Angola paga US$850 mil/dia por importação de frango

Resumo: Relatório e discursos ministeriais mostram que Angola gastou cerca de US$310–312 milhões em importação de frango em 2025. Governo promove medidas para reduzir importações e aumentar produção interna.
Pontos-chave
Em 2025, Angola importou aproximadamente 227.855 toneladas de frango e partes, número que resultou em um desembolso na ordem de US$310–312 milhões, ou cerca de US$850 mil por dia; o ministro da Indústria e Comércio destacou que cada dólar gasto fora do país representa perda de investimento em agricultura, indústria e criação de emprego, estimulando metas de autossuficiência e eventual exportação futura.
Entre 2019 e 2025 a produção nacional de carne de aves saltou de cerca de 28 mil toneladas para aproximadamente 63–64 mil toneladas, um crescimento que o Executivo considera encorajador porém ainda insuficiente; o Plano de Desenvolvimento Nacional 2023–2027 coloca a autossuficiência alimentar como prioridade, exigindo aceleração dos esforços em cadeia de valor, infraestrutura e capacitação técnica para cumprir metas e reduzir vulnerabilidade a choques externos.

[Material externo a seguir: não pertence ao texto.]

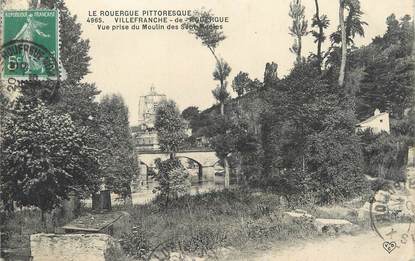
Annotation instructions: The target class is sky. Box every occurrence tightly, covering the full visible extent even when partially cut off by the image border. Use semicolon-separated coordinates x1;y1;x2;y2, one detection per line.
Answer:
66;0;414;125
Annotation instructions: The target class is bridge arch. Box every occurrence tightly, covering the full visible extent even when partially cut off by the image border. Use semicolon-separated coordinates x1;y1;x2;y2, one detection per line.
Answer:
138;150;219;180
177;156;203;183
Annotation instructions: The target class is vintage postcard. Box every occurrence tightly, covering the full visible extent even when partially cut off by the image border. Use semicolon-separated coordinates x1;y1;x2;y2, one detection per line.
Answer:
0;0;415;261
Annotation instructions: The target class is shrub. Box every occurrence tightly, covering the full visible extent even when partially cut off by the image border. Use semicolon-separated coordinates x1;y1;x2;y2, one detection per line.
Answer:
119;226;151;259
153;159;191;207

O ministro apontou o aumento da produção de milho, de 2,8 para cerca de 3,5 milhões de toneladas no mesmo período, como sinal do potencial agrícola quando fornecidas as ferramentas adequadas; contudo, persiste o desafio do acesso ao financiamento para o agronegócio, requerendo instrumentos financeiros que compreendam os ciclos biológicos das aves e o risco inerente para viabilizar investimentos em produção, armazenamento e logística frigorífica.

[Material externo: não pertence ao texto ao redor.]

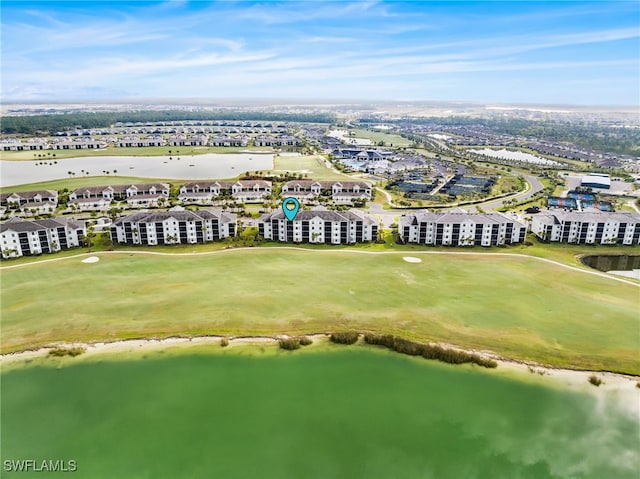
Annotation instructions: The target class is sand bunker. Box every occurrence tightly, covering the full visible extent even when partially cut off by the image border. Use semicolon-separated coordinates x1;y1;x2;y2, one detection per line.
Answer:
402;256;422;263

Políticas públicas recentes incluem incentivos, restrições tarifárias e não tarifárias às importações e mecanismos para privilegiar o mercado interno, além de planos para linhas de crédito específicas e parcerias público-privadas; o Governo e associações do setor debatem criação de observatórios e mecanismos de apoio para estabilizar preços de insumos como milho e soja, com objetivo de garantir previsibilidade e sustentabilidade para produtores de frango de diferentes escalas.
Além das medidas económicas, o debate sublinha a necessidade de investimentos em energia, água e infra-estrutura de transporte para consolidar uma cadeia de frio eficiente, assim como formação de recursos humanos especializados; conferências organizadas pelo Fundo Soberano de Angola com apoio da IFC visam criar plataformas de diálogo entre Governo, produtores e investidores para transformar o setor avícola num motor de diversificação económica e geração de emprego.